Fibonacci series in Data Structures and Algorithms

The Fibonacci sequence creates numbers by adding two numbers in front. Fibonacci series start from two numbers: F0 & F1. The initial value of F0 & F1 may be 0, 1 or 1, 1, respectively.

What is the Fibonacci sequence?

The Fibonacci sequence creates numbers by adding two numbers in front.

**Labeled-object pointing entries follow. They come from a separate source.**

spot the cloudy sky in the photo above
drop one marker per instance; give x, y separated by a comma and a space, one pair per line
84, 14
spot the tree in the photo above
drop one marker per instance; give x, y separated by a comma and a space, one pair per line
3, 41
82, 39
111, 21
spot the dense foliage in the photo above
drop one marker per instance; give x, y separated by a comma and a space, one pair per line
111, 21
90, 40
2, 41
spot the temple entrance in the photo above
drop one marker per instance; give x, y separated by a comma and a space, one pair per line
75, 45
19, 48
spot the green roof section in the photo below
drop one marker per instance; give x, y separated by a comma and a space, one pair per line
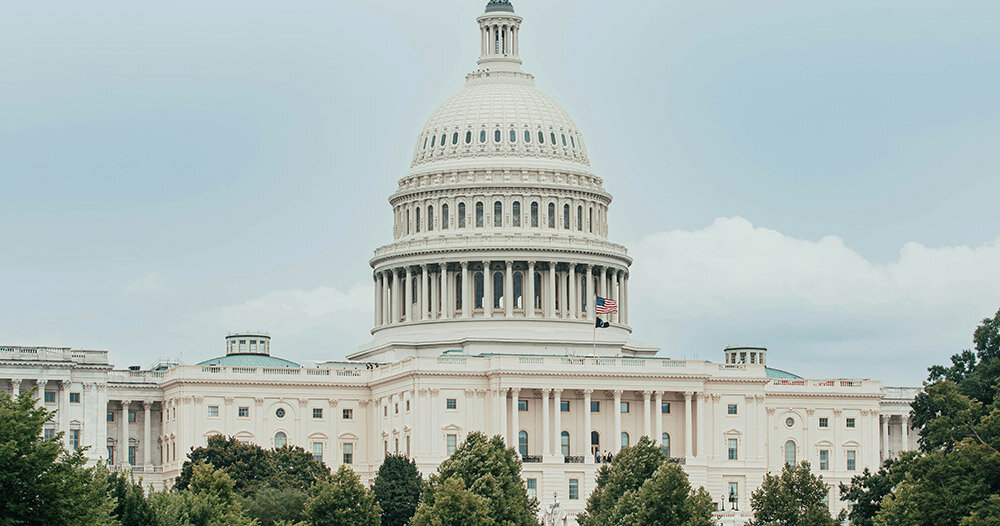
249, 360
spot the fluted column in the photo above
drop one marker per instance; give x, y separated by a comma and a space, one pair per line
688, 435
487, 291
466, 287
529, 305
508, 290
618, 421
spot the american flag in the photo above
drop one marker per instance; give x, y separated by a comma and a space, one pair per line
606, 306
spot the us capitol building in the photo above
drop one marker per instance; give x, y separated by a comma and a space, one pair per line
484, 320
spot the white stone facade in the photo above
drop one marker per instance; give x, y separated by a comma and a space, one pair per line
484, 320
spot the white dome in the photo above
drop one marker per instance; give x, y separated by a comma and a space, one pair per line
505, 106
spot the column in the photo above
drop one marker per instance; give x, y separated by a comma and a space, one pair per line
147, 433
515, 424
658, 417
546, 424
574, 307
508, 290
557, 425
466, 286
424, 307
123, 440
688, 435
587, 426
529, 304
646, 395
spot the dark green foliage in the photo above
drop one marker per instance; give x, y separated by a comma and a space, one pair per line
397, 489
342, 501
491, 470
40, 482
796, 497
252, 467
454, 506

Fibonacci series start from two numbers: F0 & F1. The initial value of F0 & F1 may be 0, 1 or 1, 1, respectively.

The condition of the Fibonacci sequence is:

F n = F n-1 + F n-2 

Example of a Fibonacci sequence:

F 8 = 0 1 1 2 3 5 8 13

Example of another Fibonacci sequence:

F 8 = 1 1 2 3 5 8 13 21

Below is an illustration of the Fibonacci sequence on:

Fibonacci series in Data Structures and Algorithms Picture 1Fibonacci series in Data Structures and Algorithms Picture 1

The algorithm uses a loop for the Fibonacci sequence

First, our algorithm will use the loop to create the Fibonacci sequence:

 B ắ t đầ u gi ả i thu ậ t Fibonacci ( n ) khai b á o f 0 , f 1 , fib , loop Thi ế t l ậ p f 0 l à 0 Thi ế t l ậ p f 1 l à 1 hi ể n th ị f 0 , f 1 for loop ← 1 t ớ i n fib ← f 0 + f 1 f 0 ← f 1 f 1 ← fib hi ể n th ị d ã y fib k ế t th ú c for K ế t th ú c gi ả i thu ậ t 

The algorithm uses recursion for the Fibonacci sequence

Next, based on recursion we will design the algorithm for the Fibonacci sequence as follows:

 B ắ t đầ u gi ả i thu ậ t Fibonacci ( n ) khai b á o f 0 , f 1 , fib , loop Thi ế t l ậ p f 0 l à 0 Thi ế t l ậ p f 1 l à 1 hi ể n th ị f 0 , f 1 for loop ← 1 t ớ i n fib ← f 0 + f 1 f 0 ← f 1 f 1 ← fib hi ể n th ị d ã y fib k ế t th ú c for K ế t th ú c gi ả i thu ậ t 

According to Tutorialspoint

Previous article: Problem of Hanoi Tower (Tower of Hanoi)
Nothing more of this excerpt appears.